Dissertation Abstracts

Exploring Individual Motivation for Social Change: Mobilization of the Muslim Brotherhood’s youth in pre-revolutionary Egypt

Author: Poljarevic, Emin , emin_poljarevic@hotmail.com
Department: Department of Politics and Social Sciences
University: European University Institute , Italy
Supervisor: Donatella della Porta
Year of completion: 2012
Language of dissertation: English

Areas of Research: Social Classes and Social Movements , Religion , Political Sociology

Abstract

In the last stages of authoring this dissertation, December 2010-February 2011, an unexpected series of revolutionary events swept through the Middle East and North African states catching both the affected authoritarian regimes and observers by surprise. A rapid diffusion of explosive collective expressions of grievances rippled through the masses of urban centers in Tunisia, Egypt and Libya, introducing a new era in the historical trajectory of these countries and the region as a whole. By all accounts, the Islamist social movement organizations and political parties in these and some neighboring states have been the primary political winners in the power vacuum left by the crumbling repressive regimes. As the post-revolutionary parliamentary and presidential elections unfold, and the normalization of political plurality develops, it can be expected that in each of the states the formerly marginalized Islamists will dominate the reconstruction of socio-political institutions. But what do these Islamist organizations stand for? Who are the Islamist activists? And what has been the primary force behind their popular support?

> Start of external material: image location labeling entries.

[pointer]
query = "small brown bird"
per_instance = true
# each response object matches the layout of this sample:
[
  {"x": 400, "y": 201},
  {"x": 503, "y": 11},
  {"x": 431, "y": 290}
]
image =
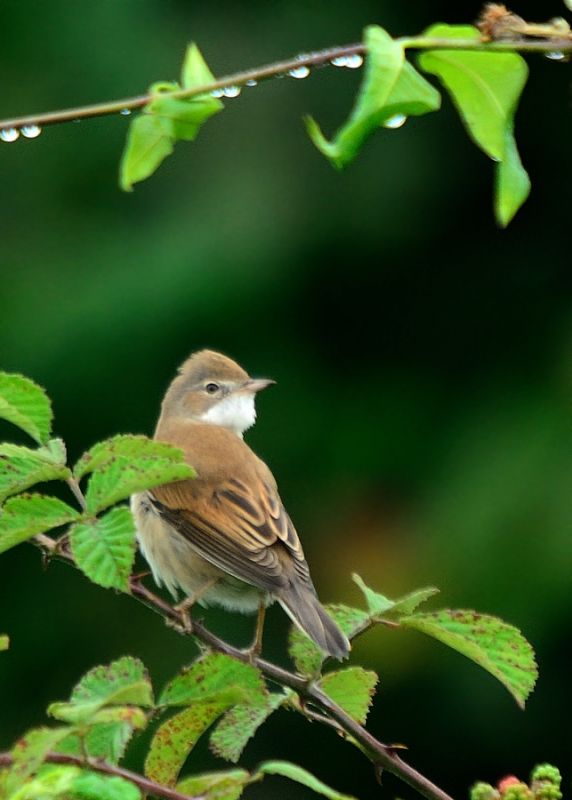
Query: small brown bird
[{"x": 224, "y": 537}]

Previous studies of Islamism and its activists often focused on the operational and discursive relationship between religion and politics propagated by these groups. Some even looked at the structural reasons behind the Islamists’ sustained mobilization and organizational development. Still others simply described Islamism as a social tide or a form of the region’s collective cultural expression of its inability to reform itself. Many of these studies have displaced some of the central questions regarding the sustained mobilization of Islamism across the region and beyond. This study represents an alternative point of departure and approach to understanding the successes of what is now one of the most thriving Islamist social movement organizations – namely the Egyptian Muslim Brotherhood.

This study combines disciplinary contributions from a variety of scholars, but primarily those within the sociology of social movements, social psychology, and repression studies. I believe that such an interdisciplinary platform offers a solid ground from which one can explore the effects of state repression on the development of Islamist dissent. My primary focus is directed toward explaining individual motivations behind this form of social movement activism. More specifically, the study attends to an underdeveloped understanding of authoritarian states’ impact on religiously inspired social movement organization. As such, the study presents an inclusive analysis of macro- , meso-, and micro-dynamics of contention.